Tarihimize baktığımızda sürekli olarak Türkiye- Rusya ilişkileri gerilim üzerine kuruludur. İlkokul çağlarında öğrendiğimiz Ruslar sıcak denizlere inmek istiyor sözünü duymayan bilmeyenimiz yoktur. Beynimizde bu anlayış yer etmiş bulunmakta.
Artık dünya da savaşlar geçmiş yüz yıllardaki gibi ordular üzerinden yapılmıyor, birçok savaş ekonomi üzerinden uygulanan ambargolar veya siber savaş olarak adlandırılan modern çağın silahları ile yapılmakta.
Rusya ile Türkiye arasındaki ekonomi alanındaki ilişkilerin temelini gıda, turizm ve enerji sektörleri oluşturmakta. 2015 Kasım’da Suriye sınırında Rus savaş uçağının düşürülmesi ile başlayan gerilim artarak devam etti. Rusya hızlı bir şekilde gıda ürünleri ve turizm alanlarında ülkemize ambargo koydu.
Türkiye ise Rus gazını ve petrol ürünlerinin adeta yolu üzerinde bulunuyor ve Avrupa’ya giden veya gidecek olan kaynağın köprübaşını tutuyordu. Erdoğan ve Putin arasında oluşan sıcak ilişkiler sebebiyle önceki yıllarda iki ülke arasındaki hedef 100 milyar dolarlık bir ticaret hacmine ulaşmak olarak açıklandı.
Bu hedefe ulaşmak için boru hatları, nükleer santral, gıda ambargosunun kaldırılması, turizm alanında dondurulan projelerin buzdolabından çıkartılması.
Türkiye açısından ise 1988 yılından beri müteahhitlik sektöründe üstlenilen projelerin bedelinin yaklaşık 65 milyar dolar olduğunu belirtilmekte. Yeni dönemde yaklaşık 2 milyar dolar tutarındaki yeni bir pazar olacağı öngörülmekte.
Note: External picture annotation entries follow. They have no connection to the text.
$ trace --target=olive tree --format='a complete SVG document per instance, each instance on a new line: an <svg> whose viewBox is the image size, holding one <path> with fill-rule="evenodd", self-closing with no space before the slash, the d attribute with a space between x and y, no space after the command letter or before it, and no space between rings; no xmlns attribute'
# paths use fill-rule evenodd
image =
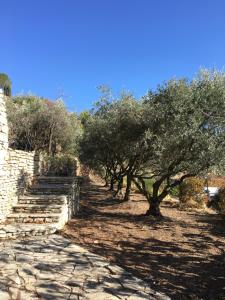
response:
<svg viewBox="0 0 225 300"><path fill-rule="evenodd" d="M225 75L202 71L192 82L169 81L145 96L143 106L144 154L133 181L150 204L147 214L157 216L171 189L223 165Z"/></svg>

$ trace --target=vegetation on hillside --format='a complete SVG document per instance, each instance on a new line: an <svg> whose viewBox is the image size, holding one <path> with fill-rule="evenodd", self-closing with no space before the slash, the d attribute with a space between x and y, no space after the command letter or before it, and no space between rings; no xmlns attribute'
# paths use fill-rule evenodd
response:
<svg viewBox="0 0 225 300"><path fill-rule="evenodd" d="M0 86L7 78L0 77ZM136 186L149 203L146 214L155 216L186 179L223 172L224 73L205 70L192 81L170 80L140 100L126 92L115 98L105 86L100 90L93 109L80 116L61 100L8 98L10 146L45 152L62 170L62 162L70 161L62 155L79 155L124 201Z"/></svg>
<svg viewBox="0 0 225 300"><path fill-rule="evenodd" d="M0 88L3 89L5 96L11 96L12 94L12 82L9 76L5 73L0 73Z"/></svg>
<svg viewBox="0 0 225 300"><path fill-rule="evenodd" d="M141 101L104 93L84 125L81 161L117 193L126 177L149 202L147 214L186 178L223 167L225 74L201 71L191 82L170 80ZM154 181L152 189L146 179Z"/></svg>

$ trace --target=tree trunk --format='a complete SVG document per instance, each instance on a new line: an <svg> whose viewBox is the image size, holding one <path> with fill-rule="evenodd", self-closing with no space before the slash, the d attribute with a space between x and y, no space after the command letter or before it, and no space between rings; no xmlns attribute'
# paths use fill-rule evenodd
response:
<svg viewBox="0 0 225 300"><path fill-rule="evenodd" d="M124 201L130 200L130 189L131 189L131 177L127 176L127 187L126 187L125 196L123 198Z"/></svg>
<svg viewBox="0 0 225 300"><path fill-rule="evenodd" d="M113 190L114 190L114 179L111 178L111 179L110 179L109 191L113 191Z"/></svg>
<svg viewBox="0 0 225 300"><path fill-rule="evenodd" d="M150 207L146 212L147 216L154 216L154 217L161 217L162 214L160 212L160 200L158 197L150 197L150 199L148 200Z"/></svg>

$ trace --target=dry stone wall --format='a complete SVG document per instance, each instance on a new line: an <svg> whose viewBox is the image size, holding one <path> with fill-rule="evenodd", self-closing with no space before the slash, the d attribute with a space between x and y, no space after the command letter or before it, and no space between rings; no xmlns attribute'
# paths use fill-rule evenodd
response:
<svg viewBox="0 0 225 300"><path fill-rule="evenodd" d="M5 98L0 90L0 221L10 213L19 194L38 173L38 155L8 148Z"/></svg>

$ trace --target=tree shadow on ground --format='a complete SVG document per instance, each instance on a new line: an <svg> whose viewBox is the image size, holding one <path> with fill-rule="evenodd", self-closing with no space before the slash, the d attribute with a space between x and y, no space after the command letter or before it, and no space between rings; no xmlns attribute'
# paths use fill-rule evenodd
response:
<svg viewBox="0 0 225 300"><path fill-rule="evenodd" d="M155 219L130 212L102 211L104 205L113 207L118 201L94 185L86 187L82 198L85 205L70 222L69 231L64 233L67 237L75 238L76 243L107 257L172 299L225 299L225 221L218 215L193 214L192 224L170 217ZM189 215L192 217L192 213ZM96 235L98 241L94 243L99 224L101 236ZM83 232L85 226L87 231ZM127 233L115 238L111 226ZM137 226L147 226L149 235L142 238L140 231L129 238L129 232ZM158 230L171 234L174 226L182 231L181 241L176 236L172 241L154 237ZM89 237L92 239L87 242Z"/></svg>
Tabloda görüldüğü gibi 2011- 2014 döneminde Rusya’ya yapmış olduğumuz ihracatta ciddi bir artış söz konusu. 2015 yılında Kırım ve Ukrayna dolayısıyla ekonomik ambargo ardından petrol ve emtia fiyatlarının düşmesiyle Rusya da baş gösteren ekonomik kriz sebebiyle ihracatta düşme meydana geldi. Ayrıca Suriye’de Rusya’nın devreye girmesi kasım ayında Rus uçağının düşürülmesiyle bir başka yöne doğru giden ilişkiler çok ciddi sorunlar ortaya çıkardı. Rusya’nın Türk ürünlerine getirmiş olduğu kısıtlamalar ardından ambargo ve turizm sektöründe turistlerin gelmemesiyle adeta tüm ticari ilişkiler dip yaptı. Rusya’nın ihracat içindeki payı % 1.02’ye geriledi.
Dünya da emtia fiyatlarının düşmesi sonucu en çok cari açık verdiğimiz sektör olan enerji fiyatlarındaki aşırı düşüş sonucu ciddi oranda yapmış olduğumuz ithalatın finansal maliyeti düştü, ülkemizin enerji ithalatı maliyetinde 20 milyar dolar gibi bir düşüş oldu. Doğal olarak Rusya’dan yapmış olduğumuz ithalat tutarı düştü. İhracatın yanında Rusya’dan gelen turist sayısı adeta sıfıra kadar indi. Ortalama Türkiye’ye gelen turist içindeki payı %8’lerden %1,71 e kadar düştü. Yıllık turizm geliri kaybımız sadece Rusya’dan 2,5 milyar doları buldu.
2015 yılına göre doğrudan yatırımlarda Rusya 7. sırada yer almakta. 2010 yılından sonra doğrudan yatırımlar yüzde 7’ler civarında seyretmekte. 2014 yılında ise en üst seviyesi 9,6 milyar dolar oldu.
Ticari ilişkilerin artış olması her iki ülke için çok önemli, özellikle enerji ihtiyacımızın büyük bir kısmını Rusya’dan karşılamaktayız. Türkiye toplam doğal gaz talebinin yüzde 56’sı Rusya’dan temin edilmekte olup, gerilim dönemlerinde ciddi anlamda ülkemiz sıkıntıya girecektir. Ülkemizin doğusu ile ilişkileri geliştirmeliyiz ama yönümüz hem siyasi hem de ticari yönden batı olmalıdır.